Relevance: 96.2% - 31.8 kB (4799 words) - 09:27, 24 December 2006

This size/word count refers to the text plus wiki markup which appears in the edit box when you edit a page. This is also the same number which appears in warnings about page length (e.g. Note: This page is 37 kilobytes long.). The prose size script performs the search automatically to get these numbers for the current article. This involves another XMLHttpRequest, so it may take a few seconds for these numbers to appear; if there is a problem with the search, the script will not be able to show this value and will pop up a message box.

Caveats:

  • Because it often takes weeks for the search index to be updated these numbers may not refer to the current version of the article.
  • If you get to a page from a redirect, the wiki text numbers will be those of the redirect page (typically 0 kB and a few words)

[edit] Images size

N.B. This only works in Internet Explorer (or browsers supporting the element.fileSize parameter).
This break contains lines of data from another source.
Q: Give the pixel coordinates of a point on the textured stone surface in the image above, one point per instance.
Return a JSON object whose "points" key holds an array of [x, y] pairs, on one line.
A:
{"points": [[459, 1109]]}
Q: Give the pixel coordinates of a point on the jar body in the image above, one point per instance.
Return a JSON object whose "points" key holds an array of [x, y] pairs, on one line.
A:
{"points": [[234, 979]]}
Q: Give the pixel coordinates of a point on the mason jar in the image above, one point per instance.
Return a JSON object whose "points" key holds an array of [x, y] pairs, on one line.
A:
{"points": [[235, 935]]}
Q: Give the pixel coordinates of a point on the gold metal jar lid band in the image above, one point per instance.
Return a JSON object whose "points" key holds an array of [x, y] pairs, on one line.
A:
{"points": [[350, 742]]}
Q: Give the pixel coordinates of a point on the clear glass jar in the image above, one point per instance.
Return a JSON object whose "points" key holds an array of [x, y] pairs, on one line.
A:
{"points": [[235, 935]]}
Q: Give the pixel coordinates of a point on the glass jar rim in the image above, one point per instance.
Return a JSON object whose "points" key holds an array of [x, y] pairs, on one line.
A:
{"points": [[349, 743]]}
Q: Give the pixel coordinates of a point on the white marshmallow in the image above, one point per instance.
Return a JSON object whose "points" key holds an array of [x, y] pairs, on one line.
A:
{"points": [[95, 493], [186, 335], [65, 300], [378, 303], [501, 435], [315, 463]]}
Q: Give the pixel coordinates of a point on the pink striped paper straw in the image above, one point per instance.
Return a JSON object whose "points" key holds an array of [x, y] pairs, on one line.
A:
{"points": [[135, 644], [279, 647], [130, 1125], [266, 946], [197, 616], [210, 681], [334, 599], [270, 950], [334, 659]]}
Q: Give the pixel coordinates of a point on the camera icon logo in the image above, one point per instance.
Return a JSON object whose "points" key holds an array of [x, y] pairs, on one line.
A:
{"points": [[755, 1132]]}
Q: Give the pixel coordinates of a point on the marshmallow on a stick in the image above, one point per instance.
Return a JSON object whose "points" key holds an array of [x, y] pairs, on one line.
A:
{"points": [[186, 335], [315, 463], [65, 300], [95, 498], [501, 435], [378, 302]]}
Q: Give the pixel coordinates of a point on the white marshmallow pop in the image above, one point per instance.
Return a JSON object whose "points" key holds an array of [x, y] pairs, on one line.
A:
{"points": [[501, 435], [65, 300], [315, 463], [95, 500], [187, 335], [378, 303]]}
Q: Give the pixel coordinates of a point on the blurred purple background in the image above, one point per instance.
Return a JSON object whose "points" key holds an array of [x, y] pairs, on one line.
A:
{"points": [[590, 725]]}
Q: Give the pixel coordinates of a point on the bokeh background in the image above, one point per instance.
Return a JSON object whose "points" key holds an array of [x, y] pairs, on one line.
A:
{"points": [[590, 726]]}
This number is the total size of the image thumbnails, i.e. the size of the images which actually appear on the page, not the full size versions they link to. The total number/size of images affects how long the page takes to load, although the text of the page is loaded first and hence readable while the images are still loading. It is also possible to turn off images to speed up loading of the page. Note that the script only counts images within the article (i.e. not the WP logo, skin background, etc). It also currently counts every occurrence of a repeated image, whereas the browser only needs to download it once (this would have an effect on pages with many flags denoting nationality for example).